Home CPSC 225

Redirection and Pipes


 

Command Return Values

All Unix commands return a code which indicates whether or not the command was successful or not. The code is an integer in the range of 0 - 255 where a value of 0 means that the command was successful, and any positive value indicates an error.

After each command, the shell puts the return code in an environment variable called "$?". We can print this after a command to see if it was successful or not:

ifinlay@cpsc:~$ rm real-file
ifinlay@cpsc:~$ echo $?
0
ifinlay@cpsc:~$ rm fake-file
rm: cannot remove `fake-file': No such file or directory
ifinlay@cpsc:~$ echo $?
1

As you can see, the first remove command succeeded (with a code of 0), while the second one failed (with a code of 1).

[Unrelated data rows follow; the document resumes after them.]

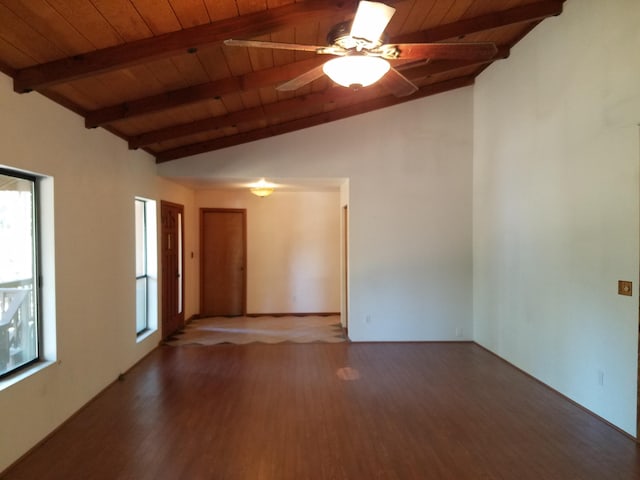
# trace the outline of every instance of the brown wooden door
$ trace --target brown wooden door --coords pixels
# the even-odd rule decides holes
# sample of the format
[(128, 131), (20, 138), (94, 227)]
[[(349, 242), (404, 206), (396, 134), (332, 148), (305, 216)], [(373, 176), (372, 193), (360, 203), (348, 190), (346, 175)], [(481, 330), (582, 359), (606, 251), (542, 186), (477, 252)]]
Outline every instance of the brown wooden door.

Return codes will be helpful for writing scripts as we can test if the commands in the script succeed or not.


 

Combining Commands

Return codes are also useful for chaining together commands. For instance, if we are writing a Java program, we might want to compile it and, if the compilation is successful, then run the program. This can be done with the && operator:

ifinlay@cpsc:~$ javac Program.java && java Program

This command combines two commands on one line. The first command, javac Program.java, says to compile Program.java which is a command that may succeed (if the program compiles cleanly), or fail (if the program has errors). The second command, java Program runs the program. The && operator runs the first command and, only if it is successful, runs the second command afterwards.

Note: You may wonder at the usefulness of this, but by using the up arrow to repeat the last command, you can rerun both commands together instead of doing them one at a time, which is more efficient

There is also an || operator which also uses the return code of the first command to determine whether to run the second. Unlike && which runs the second command if the first succeeds, || only runs the second command when the first fails.

This is commonly used to put error messages onto commands that fail. For instance, we could run:

ifinlay@cpsc:~$ javac Program.java || echo "Compilation failed"

If the compilation step fails, then the echo command will run. Otherwise, it will not.

These are most useful for scripting, but are occasionally useful for interactive use as well. They are also often used in command line instructions, such as those telling us how to install or configure software, so they are good to know.

Another way of combining commands is with the ; operator. This connects two commands and simply runs them in sequence, regardless of whether or not the first one is successful or not:

ifinlay@cpsc:~$ echo "Hello"; echo "There"

This command will run the first echo, then the second. This is helpful when we want to run multiple commands as one unit. For example, if we are compiling, then running, then editing a program, we would need different commands for each of these. Instead, we can do something like the following:

ifinlay@cpsc:~$ javac Program.java && java Program; sleep 1; vim Program.java

This will compile the program, then if the compilation was successful, runs it. The command then sleeps for one second (so we can check the output of compiling and running it), then open it back up in Vim. Note that the sleep and vim commands will happen regardless of whether the compilation succeeds or not.

Having all this as one command means we can repeat it simply by tapping the up arrow on the keyboard.


 

Output Redirection

Recall that the sed program prints the result of its substitution to the screen:

ifinlay@cpsc:~$ sed 's/old text/new text/' file.txt
new text
a line with nothing important
here is some new text again

This may seem like a useless default, but the reason is because Unix allows you to redirect the output of any command into a file. This is done by placing a '>' character after the command, then the file to redirect to. To save the result of the sed command above:

ifinlay@cpsc:~$ sed 's/old text/new text/' file.txt > newfile.txt

This command runs the sed and writes the output of it to "newfile.txt" instead of to the screen.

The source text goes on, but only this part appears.